2006-05-03 Thread Edward Elliott
I'm looking for the "best" way to strip a large set of chars from a filename
string (my definition of best usually means succinct and readable).   I
only want to allow alphanumeric chars, dashes, and periods.  This is what I
would write in Perl (bless me father, for I have sinned...):

$filename =~ tr/\w.-//cd, or equivalently 
$filename =~ s/[^\w.-]//

I could just use re.sub like the second example, but that's a bit overkill. 
I'm trying to figure out if there's a good way to do the same thing with
string methods.  string.translate seems to do what I want, the problem is
specifying the set of chars to remove.  Obviously hardcoding them all is a
non-starter.

Working with chars seems to be a bit of a pain.  There's no equivalent of
the range function, one has to do something like this:

>>> [chr(x) for x in range(ord('a'), ord('z')+1)]
['a', 'b', 'c', 'd', 'e', 'f', 'g', 'h', 'i', 'j', 'k', 'l', 'm', 'n', 'o',
'p', 'q', 'r', 's', 't', 'u', 'v', 'w', 'x', 'y', 'z']

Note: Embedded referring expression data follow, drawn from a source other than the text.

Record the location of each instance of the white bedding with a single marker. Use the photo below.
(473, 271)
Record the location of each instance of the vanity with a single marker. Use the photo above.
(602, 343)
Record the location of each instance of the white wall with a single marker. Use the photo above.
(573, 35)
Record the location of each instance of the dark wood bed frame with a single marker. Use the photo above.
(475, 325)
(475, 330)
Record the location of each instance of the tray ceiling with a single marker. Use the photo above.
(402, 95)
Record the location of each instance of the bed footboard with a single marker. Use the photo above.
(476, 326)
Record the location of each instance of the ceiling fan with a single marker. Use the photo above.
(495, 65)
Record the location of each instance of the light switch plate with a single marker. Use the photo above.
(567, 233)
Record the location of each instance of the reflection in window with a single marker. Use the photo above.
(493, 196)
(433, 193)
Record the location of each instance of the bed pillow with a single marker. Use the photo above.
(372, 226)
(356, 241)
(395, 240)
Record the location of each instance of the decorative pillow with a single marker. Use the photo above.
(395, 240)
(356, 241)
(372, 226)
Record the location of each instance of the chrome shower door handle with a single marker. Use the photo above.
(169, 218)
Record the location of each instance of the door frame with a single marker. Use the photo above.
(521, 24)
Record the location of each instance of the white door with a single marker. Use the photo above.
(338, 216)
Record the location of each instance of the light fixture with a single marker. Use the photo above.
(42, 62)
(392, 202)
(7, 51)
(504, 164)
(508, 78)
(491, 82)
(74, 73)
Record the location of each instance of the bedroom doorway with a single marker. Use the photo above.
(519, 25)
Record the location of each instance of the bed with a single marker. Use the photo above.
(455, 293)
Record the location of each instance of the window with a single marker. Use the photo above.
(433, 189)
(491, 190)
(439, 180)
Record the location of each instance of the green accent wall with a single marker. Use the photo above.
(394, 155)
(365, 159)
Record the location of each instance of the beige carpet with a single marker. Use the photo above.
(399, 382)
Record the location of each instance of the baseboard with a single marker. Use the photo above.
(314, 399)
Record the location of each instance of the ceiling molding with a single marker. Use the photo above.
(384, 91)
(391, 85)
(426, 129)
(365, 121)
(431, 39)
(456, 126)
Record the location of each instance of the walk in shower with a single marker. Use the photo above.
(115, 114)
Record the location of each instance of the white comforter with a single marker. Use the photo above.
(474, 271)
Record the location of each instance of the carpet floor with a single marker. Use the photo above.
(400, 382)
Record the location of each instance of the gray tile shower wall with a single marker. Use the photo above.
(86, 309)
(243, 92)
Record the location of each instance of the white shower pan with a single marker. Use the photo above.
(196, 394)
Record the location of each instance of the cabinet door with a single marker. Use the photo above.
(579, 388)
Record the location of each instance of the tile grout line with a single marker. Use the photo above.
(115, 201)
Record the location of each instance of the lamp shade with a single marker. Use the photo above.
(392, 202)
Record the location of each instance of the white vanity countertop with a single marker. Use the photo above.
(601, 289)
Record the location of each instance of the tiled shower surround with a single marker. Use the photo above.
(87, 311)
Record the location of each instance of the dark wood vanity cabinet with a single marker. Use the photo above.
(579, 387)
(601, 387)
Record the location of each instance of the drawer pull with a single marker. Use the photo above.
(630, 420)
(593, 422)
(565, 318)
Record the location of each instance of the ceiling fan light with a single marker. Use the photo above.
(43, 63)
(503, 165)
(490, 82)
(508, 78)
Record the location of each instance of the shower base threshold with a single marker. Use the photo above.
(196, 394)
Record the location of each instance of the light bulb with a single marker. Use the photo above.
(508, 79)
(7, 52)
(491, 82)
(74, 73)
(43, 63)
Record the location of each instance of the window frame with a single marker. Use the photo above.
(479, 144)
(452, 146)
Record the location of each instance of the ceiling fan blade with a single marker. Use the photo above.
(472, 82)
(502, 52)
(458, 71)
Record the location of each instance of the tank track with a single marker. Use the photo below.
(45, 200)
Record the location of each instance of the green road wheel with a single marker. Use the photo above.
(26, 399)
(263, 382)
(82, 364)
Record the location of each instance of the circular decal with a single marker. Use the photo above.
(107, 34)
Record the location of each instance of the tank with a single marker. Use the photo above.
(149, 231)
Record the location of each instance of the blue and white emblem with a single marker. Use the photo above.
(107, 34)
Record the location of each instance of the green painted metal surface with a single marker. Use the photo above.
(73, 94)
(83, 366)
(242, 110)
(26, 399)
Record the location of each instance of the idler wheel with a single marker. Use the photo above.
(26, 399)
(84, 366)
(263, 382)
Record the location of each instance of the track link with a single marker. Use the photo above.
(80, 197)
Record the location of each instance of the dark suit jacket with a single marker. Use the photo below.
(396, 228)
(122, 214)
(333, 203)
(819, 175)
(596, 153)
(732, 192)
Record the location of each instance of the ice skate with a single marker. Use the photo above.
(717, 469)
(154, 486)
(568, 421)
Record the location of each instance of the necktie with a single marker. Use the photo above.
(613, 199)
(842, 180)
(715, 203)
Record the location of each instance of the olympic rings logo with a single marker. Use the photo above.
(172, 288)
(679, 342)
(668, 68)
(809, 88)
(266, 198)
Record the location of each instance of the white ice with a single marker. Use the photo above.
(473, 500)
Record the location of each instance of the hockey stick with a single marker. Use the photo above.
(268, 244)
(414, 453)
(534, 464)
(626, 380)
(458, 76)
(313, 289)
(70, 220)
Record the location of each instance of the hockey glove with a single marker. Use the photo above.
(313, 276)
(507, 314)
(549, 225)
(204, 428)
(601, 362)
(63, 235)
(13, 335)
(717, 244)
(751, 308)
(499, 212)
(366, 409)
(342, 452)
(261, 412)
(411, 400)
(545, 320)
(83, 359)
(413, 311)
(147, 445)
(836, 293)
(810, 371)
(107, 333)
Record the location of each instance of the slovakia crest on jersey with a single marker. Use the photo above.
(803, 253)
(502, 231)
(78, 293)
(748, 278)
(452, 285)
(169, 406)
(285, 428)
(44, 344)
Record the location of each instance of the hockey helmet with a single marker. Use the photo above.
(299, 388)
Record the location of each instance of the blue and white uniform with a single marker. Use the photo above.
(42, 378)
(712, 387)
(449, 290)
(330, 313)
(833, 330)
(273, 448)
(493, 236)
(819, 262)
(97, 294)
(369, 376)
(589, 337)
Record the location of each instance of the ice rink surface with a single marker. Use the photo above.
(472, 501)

Do that twice for letters, once for numbers, add in a few others, and I get
the chars I want to keep.  Then I'd invert the set and call translate. 
It's a mess and not worth the trouble.  Unless there's some way to expand a
compact representation of a char list and obtain its complement, it looks
like I'll have to use a regex.

Ideally, there would be a mythical charset module that works like this:

>>> keep = charset.expand (r'\w.-') # or r'a-zA-Z0-9_.-'
>>> toss = charset.invert (keep)

Sadly I can find no such beast.  Anyone have any insight?  As of now,
regexes look like the best solution.